Conforme somos jóvenes y después adultos, vamos formando o
fortaleciendo nuestras preferencias religiosas, políticas y las demás. Ahora
que hemos estado inundados de propaganda, nuestras ideas sobre el manejo de lo
público afloran, los brotes espontáneos surgen del mismo modo como una estación
marca la primavera y luego el verano.
La mercadotecnia hace su labor al tratar de provocarnos
emociones agradables, aunque a veces nos provoque ciertas molestias. La
propaganda nos jalonea y trata de convencernos de unas supuestas virtudes, y en
muchos casos, sí, nos pronunciamos muy seriamente para hablar mal de uno o bien
de otro actor, y para ello argumentamos, mostramos lo que nosotros deseamos
sean pruebas irrefutables.
Pero lo importante no es el cruce de razones en un diálogo
civilizado en el mejor de los casos, lo curioso es que, como las anclas o los
anzuelos que al querer extraerlos los atoramos más, así al querer convencer a
alguien de su “error”, pareciera que más se amacha.
¿Y si las raíces de una postura no están del todo en la
razón ni en la fuerza de los argumentos sino en nuestros afectos?
Sostengo que gran parte de las posturas religiosas y
políticas son heredadas de nuestros padres o maestros, y si son recibidas en un
ambiente de bajo nivel de conflicto, habrá un terreno fértil para reproducir
esas mismas creencias.
Es mucho más fácil adoptar las ideas de personas en las que
confiamos, admiramos o queremos, que las de un desconocido que nos viene a
mostrar el hilo negro de la política en México, o una relación del plan de
salvífico que tiene Dios para nosotros. Repito, nos importa más que esos mismos
mensajes provengan de alguien en quien tenemos puesta nuestra confianza.
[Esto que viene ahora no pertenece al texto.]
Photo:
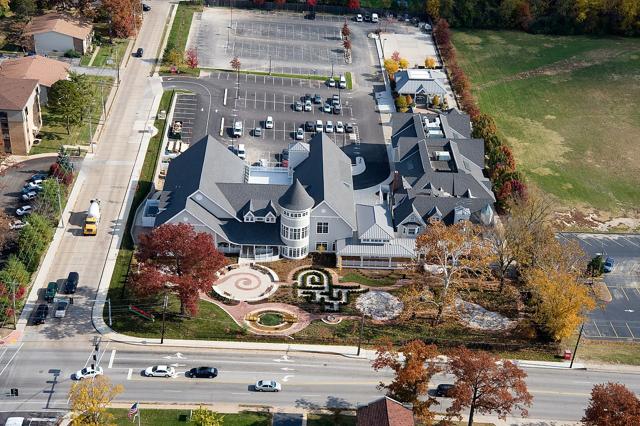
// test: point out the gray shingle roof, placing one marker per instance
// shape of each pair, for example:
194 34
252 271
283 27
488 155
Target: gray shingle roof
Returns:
296 198
326 176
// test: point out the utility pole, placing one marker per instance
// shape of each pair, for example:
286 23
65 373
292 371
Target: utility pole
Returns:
361 332
164 311
576 348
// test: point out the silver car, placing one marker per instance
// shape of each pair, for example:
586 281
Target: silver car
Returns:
268 386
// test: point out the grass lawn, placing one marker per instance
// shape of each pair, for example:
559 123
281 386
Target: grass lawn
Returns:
54 134
330 420
181 25
152 417
569 106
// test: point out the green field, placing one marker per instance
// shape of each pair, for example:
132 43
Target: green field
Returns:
569 107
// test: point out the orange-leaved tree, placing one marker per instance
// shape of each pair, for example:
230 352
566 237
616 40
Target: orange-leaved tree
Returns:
487 385
612 404
175 258
413 366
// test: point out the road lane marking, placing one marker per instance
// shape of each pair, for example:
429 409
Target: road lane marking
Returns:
11 359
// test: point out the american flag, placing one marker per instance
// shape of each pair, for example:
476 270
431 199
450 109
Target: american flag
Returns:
133 411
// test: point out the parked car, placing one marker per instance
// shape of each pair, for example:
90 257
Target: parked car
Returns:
267 386
160 371
61 309
203 372
240 152
18 224
42 311
71 283
329 127
51 291
24 210
88 373
608 264
29 195
444 390
237 129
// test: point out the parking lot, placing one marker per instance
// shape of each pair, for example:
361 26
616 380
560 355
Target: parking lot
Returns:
620 318
276 42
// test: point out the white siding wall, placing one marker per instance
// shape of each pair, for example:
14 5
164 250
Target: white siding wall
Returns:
47 42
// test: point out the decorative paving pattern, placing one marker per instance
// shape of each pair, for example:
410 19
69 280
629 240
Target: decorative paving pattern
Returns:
475 316
379 305
317 287
245 283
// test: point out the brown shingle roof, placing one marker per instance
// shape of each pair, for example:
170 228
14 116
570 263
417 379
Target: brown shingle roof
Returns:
59 23
15 92
46 71
385 412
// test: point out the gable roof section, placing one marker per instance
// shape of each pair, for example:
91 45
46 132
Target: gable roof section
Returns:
59 23
15 92
47 71
385 412
326 176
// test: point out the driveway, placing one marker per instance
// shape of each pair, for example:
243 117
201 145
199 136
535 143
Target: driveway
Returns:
620 318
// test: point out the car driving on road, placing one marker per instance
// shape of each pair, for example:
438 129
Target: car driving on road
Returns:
268 386
160 371
88 373
203 372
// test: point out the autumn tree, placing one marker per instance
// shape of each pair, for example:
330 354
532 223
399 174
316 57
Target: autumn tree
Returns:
413 367
486 384
353 4
612 404
454 250
89 400
391 66
205 417
191 58
175 258
561 302
433 9
125 16
430 62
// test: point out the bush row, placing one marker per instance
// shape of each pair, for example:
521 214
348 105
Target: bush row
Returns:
500 162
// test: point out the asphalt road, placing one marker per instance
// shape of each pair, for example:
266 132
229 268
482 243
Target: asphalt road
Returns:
620 318
42 372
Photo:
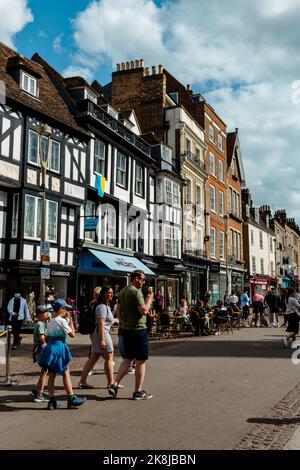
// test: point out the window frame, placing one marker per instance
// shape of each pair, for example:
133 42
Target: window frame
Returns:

Entonces no importa tanto el mensaje como nuestra
tranquilidad, y nuestra tranquilidad es saber que estamos haciendo lo justo y
correcto a ojos de las personas que nos importan, de nuestra comunidad más
íntima. No es que vayamos en contra de nuestras convicciones por darle gusto a
nuestra familia, porque para todo hay argumentos, es que desde un principio
crecimos en un ambiente en donde se respiraban ciertos valores sobre otros,
incluso una posición de rechazo a ciertas creencias también crea un ambiente
que busca tener eco.
Y si no crecimos en ese ambiente, la vida nos lleva a
adoptar de otros maestros de la vida algunas concepciones importantes que
terminamos por adoptar a la par del aprecio o cariño que les profesamos.
Es por eso que son raros (e interesantes) los cambios
radicales en miembros provenientes de familias de bajo nivel de rupturas. El
Damasco de Pablo ocurre poco. La semilla de los valores, lealtad, solidaridad,
confianza o desconfianza en nuestros representantes comienza a crecer desde
nuestra casa. ¿Creen ustedes que vale el costo revisarlo?